There have been attempts to form new entities, notably the 2012 agreement between GlaxoSmithKline plc and Daiichi Sankyo to form the Japan Vaccine Co. Ltd. joint venture. But this was dissolved around two years ago and its commercial activities moved back to the respective companies in April 2019, in light of what the partners said were “changes in the Japan vaccine business situation.”
Meanwhile, the national program itself, first developed post-war in the late 1940s, has long been seen as comprising a much more limited range of vaccines versus other developed countries - again effectively limiting the development of general capabilities and capacity in the national vaccines sector.
Haemophilus influenzae type B (Hib) vaccines, for example, began to be routinely made available in Japan as late as 2008, and then only after a long battle faced by Sanofi Pasteur as the first foreign vaccine supplier in the country, and with the products available initially only on the private (self-pay) market.
Despite some improvements in the scope of available and reimbursed vaccines in the years since, the “vaccine gap” in Japan, as illustrated by the Hib case, and challenges in securing reimbursement under the National Health Insurance scheme, continue to be long-standing concerns for the big multinational vaccines producers.
An apparent policy de-emphasis within the government of vaccines in general also seems to have been related to a number of successful and high-profile public lawsuits brought against the state in the 1990s, over claimed side-effects from MMR (measles, mumps and rubella) vaccines.
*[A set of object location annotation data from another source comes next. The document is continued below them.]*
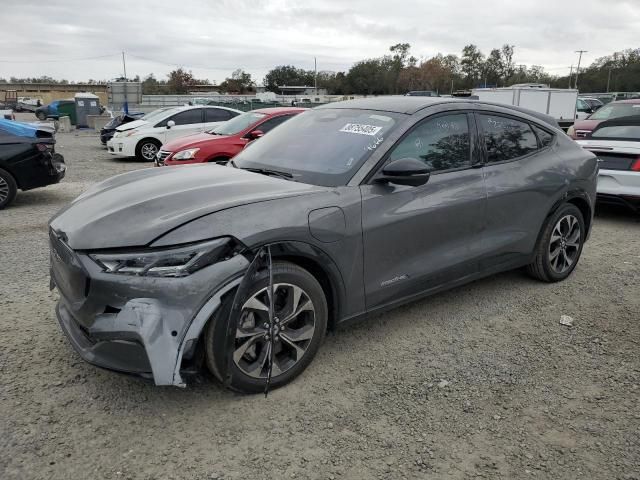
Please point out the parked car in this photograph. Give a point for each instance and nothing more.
(593, 103)
(617, 144)
(143, 138)
(107, 132)
(52, 110)
(622, 108)
(422, 93)
(343, 211)
(222, 143)
(27, 159)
In addition, compensation claims related to Japan’s high rate of hepatitis infections - attributed in part to the re-use of needles in post-war mass vaccination campaigns – provides another background factor.
Considering this history, perhaps it’s not surprising that government policy and administrative support in recent years has pivoted much more towards regenerative medicine and cell therapies, notably those related to induced pluripotent stem (iPS) cells following the Nobel Prize win in 2012 by pioneer Shinya Yamanaka.
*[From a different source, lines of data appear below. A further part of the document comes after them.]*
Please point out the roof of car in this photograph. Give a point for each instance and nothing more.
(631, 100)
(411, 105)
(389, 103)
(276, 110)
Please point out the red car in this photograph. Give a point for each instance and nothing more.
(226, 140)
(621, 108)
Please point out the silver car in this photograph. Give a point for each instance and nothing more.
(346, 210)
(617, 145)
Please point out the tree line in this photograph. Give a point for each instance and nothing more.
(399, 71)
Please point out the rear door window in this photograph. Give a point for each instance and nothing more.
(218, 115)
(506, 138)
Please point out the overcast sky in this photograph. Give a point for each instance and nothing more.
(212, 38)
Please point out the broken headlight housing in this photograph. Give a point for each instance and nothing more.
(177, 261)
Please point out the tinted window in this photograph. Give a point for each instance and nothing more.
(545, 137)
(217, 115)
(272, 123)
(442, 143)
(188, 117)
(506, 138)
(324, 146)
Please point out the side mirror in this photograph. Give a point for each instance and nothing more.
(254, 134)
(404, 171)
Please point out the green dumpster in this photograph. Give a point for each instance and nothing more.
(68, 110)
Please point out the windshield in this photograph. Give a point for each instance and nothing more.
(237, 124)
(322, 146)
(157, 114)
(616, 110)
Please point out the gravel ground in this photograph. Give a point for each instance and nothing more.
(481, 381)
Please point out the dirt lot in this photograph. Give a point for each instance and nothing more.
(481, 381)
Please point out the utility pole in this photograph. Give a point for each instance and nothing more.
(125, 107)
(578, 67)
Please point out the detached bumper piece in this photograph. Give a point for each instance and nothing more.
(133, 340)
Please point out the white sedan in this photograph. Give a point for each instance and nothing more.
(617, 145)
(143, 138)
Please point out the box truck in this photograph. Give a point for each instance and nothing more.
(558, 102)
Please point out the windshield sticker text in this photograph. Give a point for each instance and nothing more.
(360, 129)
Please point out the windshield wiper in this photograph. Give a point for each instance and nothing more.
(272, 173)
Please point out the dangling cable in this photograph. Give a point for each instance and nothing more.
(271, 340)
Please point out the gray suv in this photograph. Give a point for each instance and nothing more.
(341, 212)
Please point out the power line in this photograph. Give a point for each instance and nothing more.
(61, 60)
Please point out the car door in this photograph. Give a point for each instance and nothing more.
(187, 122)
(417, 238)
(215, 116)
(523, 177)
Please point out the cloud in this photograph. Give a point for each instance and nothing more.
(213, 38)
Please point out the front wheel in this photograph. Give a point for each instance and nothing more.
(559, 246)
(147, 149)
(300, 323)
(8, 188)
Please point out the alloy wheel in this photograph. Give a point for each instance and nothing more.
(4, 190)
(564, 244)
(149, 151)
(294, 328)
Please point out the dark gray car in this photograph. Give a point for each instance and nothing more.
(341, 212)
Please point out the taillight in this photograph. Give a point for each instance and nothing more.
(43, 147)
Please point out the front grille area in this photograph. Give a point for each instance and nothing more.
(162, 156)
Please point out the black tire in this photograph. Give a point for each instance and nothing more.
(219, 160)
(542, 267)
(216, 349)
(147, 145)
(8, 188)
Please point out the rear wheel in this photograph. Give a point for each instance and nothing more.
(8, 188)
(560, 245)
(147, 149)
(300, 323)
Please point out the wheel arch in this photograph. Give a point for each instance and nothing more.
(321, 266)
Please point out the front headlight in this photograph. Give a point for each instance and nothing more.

Besides these factors influencing the development and capabilities of the industry – and as now reflected in the current state of play on coronavirus vaccines - other historical factors may be behind the Japanese public’s sometime skeptical views on, and willingness to receive, vaccines in general.
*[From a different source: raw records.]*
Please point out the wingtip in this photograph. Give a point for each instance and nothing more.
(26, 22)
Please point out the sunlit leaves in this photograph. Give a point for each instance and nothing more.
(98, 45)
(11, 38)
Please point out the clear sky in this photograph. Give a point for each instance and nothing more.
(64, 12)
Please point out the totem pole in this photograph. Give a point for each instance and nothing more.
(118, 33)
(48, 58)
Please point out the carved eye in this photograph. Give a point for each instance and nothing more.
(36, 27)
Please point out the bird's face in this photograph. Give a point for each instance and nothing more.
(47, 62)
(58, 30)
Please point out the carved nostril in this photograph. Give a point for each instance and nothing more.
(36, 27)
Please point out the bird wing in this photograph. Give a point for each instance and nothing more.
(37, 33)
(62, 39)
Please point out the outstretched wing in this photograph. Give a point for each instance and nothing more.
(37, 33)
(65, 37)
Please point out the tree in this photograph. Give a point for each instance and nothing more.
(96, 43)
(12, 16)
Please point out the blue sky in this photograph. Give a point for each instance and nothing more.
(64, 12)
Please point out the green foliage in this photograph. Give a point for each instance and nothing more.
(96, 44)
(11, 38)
A 1994 revision to the Preventative Vaccine Law made many jabs voluntary rather than compulsory, meaning that younger generations may have become less familiar with the concept of inoculation than their parents.
The many parents who have experienced the complicated, multi-dose and multi-visit schedule required for the inoculations required by law for newborns under the age of one may have been put off in general, especially as catch-ups outside this schedule must be paid out-of-pocket. (One reason for the demanding schedule was the lack of combination vaccines common elsewhere.)
Relatively recently, in 2013, there were other high-profile cases, covered extensively in the national mass media, of unexplained side-effects recipients and their families said were linked to the administration of the then new to Japan human papillomavirus vaccines Cervarix (from GSK) and Gardasil (Merck & Co., Inc.).
The general pain syndrome was investigated by the PMDA, which said it was of unclear pathogenesis but that a link with the vaccines could not be ruled out. What is clear is that the cases did nothing to reassure an already cautious public.
Whether these hesitancy factors will play out for the new COVID-19 vaccines, despite the promised zero out-of-pocket cost, remains to be seen.